Soon demonstrating her fitness as an editor, C. F. David Advertising Agency engaged her to edit Profitable Advertising. The agency could not make a success of the publication, and finally it was turned over to Griswold as a failure. She would not give up, however, and after dealing with difficulties, she made it a success, and all this in the face of the fact that there were several well-established journals of the same character in the field prior to the time she entered it.

==Advice==
Griswold said:
“What methods have I used? Why, honest ones, I hope. I have tried to make a good publication and sell it upon its merits. That has been my formula of success. Difficulties? Well, I have known what it is to live on three dollars a week. It has not been all plain sailing. But there has always been plenty of encouragement to go on, and at present my journal is on an extremely satisfactory footing. No, I don't think that a woman has any advantage over a man in the publishing field—certainly she had many disadvantages ten years ago, for women had not begun to do so large a share of the world's work, and when she went into business there were many who looked askance at her efforts. Those days are past, happily, and now she is on an equal footing with men—is at liberty to go ahead unquestioned and do the best that lies in her.

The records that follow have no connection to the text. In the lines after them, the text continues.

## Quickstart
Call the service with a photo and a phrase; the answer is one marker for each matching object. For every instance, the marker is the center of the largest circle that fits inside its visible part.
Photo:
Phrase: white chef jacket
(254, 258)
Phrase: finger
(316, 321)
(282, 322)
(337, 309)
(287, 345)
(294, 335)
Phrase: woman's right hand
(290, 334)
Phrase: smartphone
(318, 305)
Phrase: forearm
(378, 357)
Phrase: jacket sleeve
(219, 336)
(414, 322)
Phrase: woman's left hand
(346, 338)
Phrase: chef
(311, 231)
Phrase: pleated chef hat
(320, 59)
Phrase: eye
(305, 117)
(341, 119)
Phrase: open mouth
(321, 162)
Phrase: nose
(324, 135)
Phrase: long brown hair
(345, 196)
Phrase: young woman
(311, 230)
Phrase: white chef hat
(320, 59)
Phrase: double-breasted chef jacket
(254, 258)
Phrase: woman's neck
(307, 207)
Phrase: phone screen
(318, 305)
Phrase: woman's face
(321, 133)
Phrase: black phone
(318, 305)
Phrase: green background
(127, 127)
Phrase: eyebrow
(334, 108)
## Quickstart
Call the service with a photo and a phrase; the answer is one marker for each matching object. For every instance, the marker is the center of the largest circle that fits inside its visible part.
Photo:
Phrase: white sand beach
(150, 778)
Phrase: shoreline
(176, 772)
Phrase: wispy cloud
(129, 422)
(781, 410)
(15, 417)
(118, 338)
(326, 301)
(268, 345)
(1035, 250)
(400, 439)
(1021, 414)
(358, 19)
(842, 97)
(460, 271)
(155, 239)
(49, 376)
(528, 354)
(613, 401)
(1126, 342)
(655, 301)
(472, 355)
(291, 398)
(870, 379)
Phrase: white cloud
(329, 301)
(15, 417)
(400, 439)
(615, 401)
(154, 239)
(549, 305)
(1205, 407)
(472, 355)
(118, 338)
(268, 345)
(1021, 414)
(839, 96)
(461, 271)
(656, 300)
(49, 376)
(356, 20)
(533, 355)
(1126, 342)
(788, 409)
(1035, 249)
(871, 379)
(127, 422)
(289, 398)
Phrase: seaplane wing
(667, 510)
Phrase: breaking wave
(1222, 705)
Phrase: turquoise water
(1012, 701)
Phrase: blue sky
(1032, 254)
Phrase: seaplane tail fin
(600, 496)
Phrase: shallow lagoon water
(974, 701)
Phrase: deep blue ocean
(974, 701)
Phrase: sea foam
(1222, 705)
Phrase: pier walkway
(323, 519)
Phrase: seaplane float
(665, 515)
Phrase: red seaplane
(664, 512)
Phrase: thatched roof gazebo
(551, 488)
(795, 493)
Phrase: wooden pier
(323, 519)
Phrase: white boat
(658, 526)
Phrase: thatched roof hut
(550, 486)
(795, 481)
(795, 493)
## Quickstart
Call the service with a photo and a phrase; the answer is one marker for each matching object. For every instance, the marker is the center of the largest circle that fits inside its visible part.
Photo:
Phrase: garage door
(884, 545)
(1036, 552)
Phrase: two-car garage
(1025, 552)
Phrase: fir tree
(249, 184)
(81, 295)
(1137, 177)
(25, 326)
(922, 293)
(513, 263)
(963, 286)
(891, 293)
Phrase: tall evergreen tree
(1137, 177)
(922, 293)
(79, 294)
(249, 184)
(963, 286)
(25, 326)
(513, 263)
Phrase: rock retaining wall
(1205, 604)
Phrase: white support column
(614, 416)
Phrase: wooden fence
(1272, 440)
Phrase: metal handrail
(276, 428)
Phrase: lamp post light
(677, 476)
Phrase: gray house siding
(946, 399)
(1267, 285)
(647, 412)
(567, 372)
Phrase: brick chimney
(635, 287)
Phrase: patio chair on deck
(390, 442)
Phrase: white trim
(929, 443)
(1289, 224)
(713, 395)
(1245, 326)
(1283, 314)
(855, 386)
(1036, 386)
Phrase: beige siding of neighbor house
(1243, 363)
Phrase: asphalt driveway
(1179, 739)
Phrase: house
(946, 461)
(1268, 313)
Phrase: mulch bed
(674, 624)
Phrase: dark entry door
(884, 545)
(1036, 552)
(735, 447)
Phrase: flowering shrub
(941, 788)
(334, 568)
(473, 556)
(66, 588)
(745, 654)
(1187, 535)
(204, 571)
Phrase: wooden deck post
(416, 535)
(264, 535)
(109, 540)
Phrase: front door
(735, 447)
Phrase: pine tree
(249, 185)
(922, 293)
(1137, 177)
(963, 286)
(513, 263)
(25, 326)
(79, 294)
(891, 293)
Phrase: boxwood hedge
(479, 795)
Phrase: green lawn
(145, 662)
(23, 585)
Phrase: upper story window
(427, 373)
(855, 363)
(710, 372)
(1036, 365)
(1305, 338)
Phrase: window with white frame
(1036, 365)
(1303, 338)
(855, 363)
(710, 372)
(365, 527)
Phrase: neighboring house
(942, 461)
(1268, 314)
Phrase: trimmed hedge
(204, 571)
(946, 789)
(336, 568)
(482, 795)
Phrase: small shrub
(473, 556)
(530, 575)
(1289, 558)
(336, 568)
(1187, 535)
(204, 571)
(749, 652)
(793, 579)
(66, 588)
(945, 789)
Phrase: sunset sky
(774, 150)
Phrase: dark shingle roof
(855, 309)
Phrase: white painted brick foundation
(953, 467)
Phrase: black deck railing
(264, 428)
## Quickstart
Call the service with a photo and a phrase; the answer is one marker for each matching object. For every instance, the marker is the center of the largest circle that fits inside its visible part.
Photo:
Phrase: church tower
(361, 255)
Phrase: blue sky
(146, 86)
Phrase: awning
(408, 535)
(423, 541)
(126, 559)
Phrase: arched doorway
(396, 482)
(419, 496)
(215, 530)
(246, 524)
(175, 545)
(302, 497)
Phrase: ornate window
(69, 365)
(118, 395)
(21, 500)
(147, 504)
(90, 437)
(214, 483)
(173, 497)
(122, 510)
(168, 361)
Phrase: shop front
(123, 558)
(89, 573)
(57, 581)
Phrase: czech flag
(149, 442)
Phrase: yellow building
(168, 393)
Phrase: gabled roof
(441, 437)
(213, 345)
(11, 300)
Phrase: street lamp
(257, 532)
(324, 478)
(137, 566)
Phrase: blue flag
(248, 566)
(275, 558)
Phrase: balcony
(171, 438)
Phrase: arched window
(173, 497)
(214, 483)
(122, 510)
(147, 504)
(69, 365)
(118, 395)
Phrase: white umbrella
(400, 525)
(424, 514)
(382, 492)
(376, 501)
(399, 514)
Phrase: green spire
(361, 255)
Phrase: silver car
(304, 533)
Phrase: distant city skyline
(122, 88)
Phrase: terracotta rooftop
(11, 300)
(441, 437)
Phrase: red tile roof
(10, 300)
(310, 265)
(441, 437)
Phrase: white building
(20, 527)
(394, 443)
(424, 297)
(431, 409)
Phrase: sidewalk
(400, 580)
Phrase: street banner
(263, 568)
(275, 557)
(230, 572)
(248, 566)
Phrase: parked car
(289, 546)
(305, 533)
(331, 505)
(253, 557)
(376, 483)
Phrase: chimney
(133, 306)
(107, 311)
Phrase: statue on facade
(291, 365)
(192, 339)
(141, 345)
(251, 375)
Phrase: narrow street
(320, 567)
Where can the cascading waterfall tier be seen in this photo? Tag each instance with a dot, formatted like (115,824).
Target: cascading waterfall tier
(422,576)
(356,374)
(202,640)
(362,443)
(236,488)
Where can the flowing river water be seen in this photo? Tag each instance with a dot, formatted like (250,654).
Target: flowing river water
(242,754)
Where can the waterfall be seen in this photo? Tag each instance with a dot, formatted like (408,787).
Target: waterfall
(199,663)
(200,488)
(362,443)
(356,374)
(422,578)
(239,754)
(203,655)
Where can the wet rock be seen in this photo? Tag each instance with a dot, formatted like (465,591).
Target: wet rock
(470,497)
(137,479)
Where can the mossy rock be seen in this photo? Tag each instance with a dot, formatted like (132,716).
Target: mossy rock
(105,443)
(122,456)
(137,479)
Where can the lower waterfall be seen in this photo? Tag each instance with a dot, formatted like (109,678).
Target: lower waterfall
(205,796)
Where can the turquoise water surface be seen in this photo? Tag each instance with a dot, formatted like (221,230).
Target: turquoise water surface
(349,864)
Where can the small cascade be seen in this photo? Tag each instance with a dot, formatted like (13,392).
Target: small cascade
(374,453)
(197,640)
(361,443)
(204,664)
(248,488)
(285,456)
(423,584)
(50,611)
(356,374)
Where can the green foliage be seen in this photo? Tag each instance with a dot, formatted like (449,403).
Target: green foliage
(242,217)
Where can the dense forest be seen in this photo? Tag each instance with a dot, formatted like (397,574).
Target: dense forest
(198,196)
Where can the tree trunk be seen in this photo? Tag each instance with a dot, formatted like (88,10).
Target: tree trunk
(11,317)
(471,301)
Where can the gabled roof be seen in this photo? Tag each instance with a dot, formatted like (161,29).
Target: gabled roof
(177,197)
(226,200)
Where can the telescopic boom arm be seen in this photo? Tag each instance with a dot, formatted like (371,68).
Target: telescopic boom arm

In the advertising field there are probably as good opportunities as in other departments of business. In fact, there are some notably successful women in advertising and publishing. Miss Keyes, of the Semi—ready Clothing Company, is one right here in New York, while in Chicago there is Mrs. Dr. Ellen Sage, who was formerly with the J. Walter Thompson agency, and who is now an independent ad writer. In publishing, there are Miss Caro M. Clarke and Miss Helen Winslow, of Boston. Miss Clarke has been very successful as a publisher of fiction, and was almost the first to use billboard advertising as a medium for exploiting novels. Women are successful as advertising solicitors, while in ad writing there are many lines that she can handle to better advantage than men provided she has equal ability. Her viewpoint gives her certain advantages, of course, but it is all a matter of ability. The day is gone when she can be classed by herself. The February issue of Profitable Advertising is to be a woman's number, dealing with her work in the field of publicity, and I think that it will be something of a revelation. As for the woman who wishes to embark in advertising — well, if she has ability, I believe it better for her to enter upon actual work as the associate of an advertising manager. Real experience transcends all theory. Such positions almost invariably give her experience of retail advertising, which seems to be the natural point of beginning in an advertising career. Retail advertising operations bring one into close touch with readers. You fire at short range and fire often, and the experience gained is invaluable in general publicity."

She continued:
"There are many phases in the advertising business—many and varied places which can be and are being filled advantageously by both men and women. But in this, as in other lines of business, results count. In order to bring the science of advertising to bear upon a certain line of business in such a manner as to turn the pockets of the reading public inside out, ability to speak or to write the "King's English" to perfection, sketch an attractive illustrative feature or arrange a pleasing type display are not as essential as might be supposed to the person occupying the place of advertisement writer, designer, agent or solicitor. All these things are important in their way. The chief essential is good, sound business sense, a knowledge of the business to be exploited and of the condition of the market, and such a fund of general information pertaining to the business world as can only be acquired through actual experience and close contact with it. Before one can reach the point where her services are really valuable, in a commercial sense, the student must climb many rounds of the ladder and pass through a variety of experiences."

==Death==
Kate E. Griswold died October 6, 1923.